Troubleshooting ActiveDR Recovery Errors in Site Recovery Manager
The recovery process in Site Recovery Manager is fairly simple from an SRA operation perspective, but there are certain situations that could cause a recovery to fail. In this KB, the situations that can cause an error or failure with an ActiveDR recovery process in SRM will be detailed. Pure Storage will continue to work to identify ways that the SRA (or the FlashArray itself) can handle these situations automatically. When and if this happens this article will be updated with new guidance.

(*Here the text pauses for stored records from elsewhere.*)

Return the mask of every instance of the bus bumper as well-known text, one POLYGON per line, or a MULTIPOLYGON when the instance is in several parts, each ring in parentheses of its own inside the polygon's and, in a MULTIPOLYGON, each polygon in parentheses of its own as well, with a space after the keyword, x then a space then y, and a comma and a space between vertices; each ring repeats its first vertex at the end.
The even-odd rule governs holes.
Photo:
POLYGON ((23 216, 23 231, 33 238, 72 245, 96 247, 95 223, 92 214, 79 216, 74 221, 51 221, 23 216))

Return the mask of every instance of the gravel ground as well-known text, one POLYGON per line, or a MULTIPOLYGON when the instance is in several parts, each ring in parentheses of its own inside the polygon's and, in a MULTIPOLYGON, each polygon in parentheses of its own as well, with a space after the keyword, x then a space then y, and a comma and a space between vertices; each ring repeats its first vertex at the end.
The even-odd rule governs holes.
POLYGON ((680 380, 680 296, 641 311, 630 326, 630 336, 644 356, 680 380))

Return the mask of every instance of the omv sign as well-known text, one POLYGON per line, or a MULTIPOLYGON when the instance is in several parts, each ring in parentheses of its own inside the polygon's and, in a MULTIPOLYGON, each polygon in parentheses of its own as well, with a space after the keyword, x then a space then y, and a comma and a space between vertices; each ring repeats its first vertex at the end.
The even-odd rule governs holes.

Undo Pod Exists for Source Pod
Failed to demote source consistency group 'e184134e-5a94-9f76-5c53-ae33e6df93d5'. SRA command 'prepareFailover' failed for consistency group 'e184134e-5a94-9f76-5c53-ae33e6df93d5'. Demoting the pod <pod name> failed. Error message from Purity: Message from Purity='ctx:<pod name>,msg:Cannot demote pod because the associated undo-demote pod has not been eradicated.' Message from Purity='ctx:PATCH,msg:https://flasharray-m20-2.purecloud.c..._quiesce=False'. Please verify that the source pod is setup correctly.
One of the first steps of a recovery operation is to demote the source pod. When a pod gets demoted an "undo" pod gets created to store the state of the pod upon the time of demotion. This undo pod can then be manually eradicated or will be eradicated automatically in time according to the eradication time (defaults to 24 hours). For a given pod, only one undo pod can exist at a time (though this might change in the future). If an undo pod exists for a pod the pod cannot be demoted again until the undo pod is eradicated.
So if the source pod has an undo pod upon an attempted recovery you will see the plan quickly fail:
If this is the case, identify the undo pod and eradicate it:
Now re-run the recovery preferably in planned migration mode (or in disaster recovery mode if that is necessary for some other reason).
If you cannot eradicate it (for instance safe mode is enabled and objects cannot be manually eradicated) you must re-run the recovery plan in disaster recovery mode:
When run in disaster recovery mode and the source cannot be demoted, that step will fail, but the error will be skipped. Causing the source to not be demoted.
Note that this will allow a recovery, but the target side will not be able to be reprotected until the undo pod is gone. As soon as the undo pod is eradicated, run the recovery one last time to complete the process (demotion of the source pod) which will also enable replication to restart from the source (previously the target) pod.
Confirm the recovery:
This will complete that step and any other step that might not have been possible during the initial recovery.
Target Pod is already Promoted
Operation Failed: Failed to sync data on replica devices. SRA command 'syncOnce' failed. The target pod <pod name> of the operation is already promoted. Make sure the target pod is demoted before running a planned migration or disaster recovery.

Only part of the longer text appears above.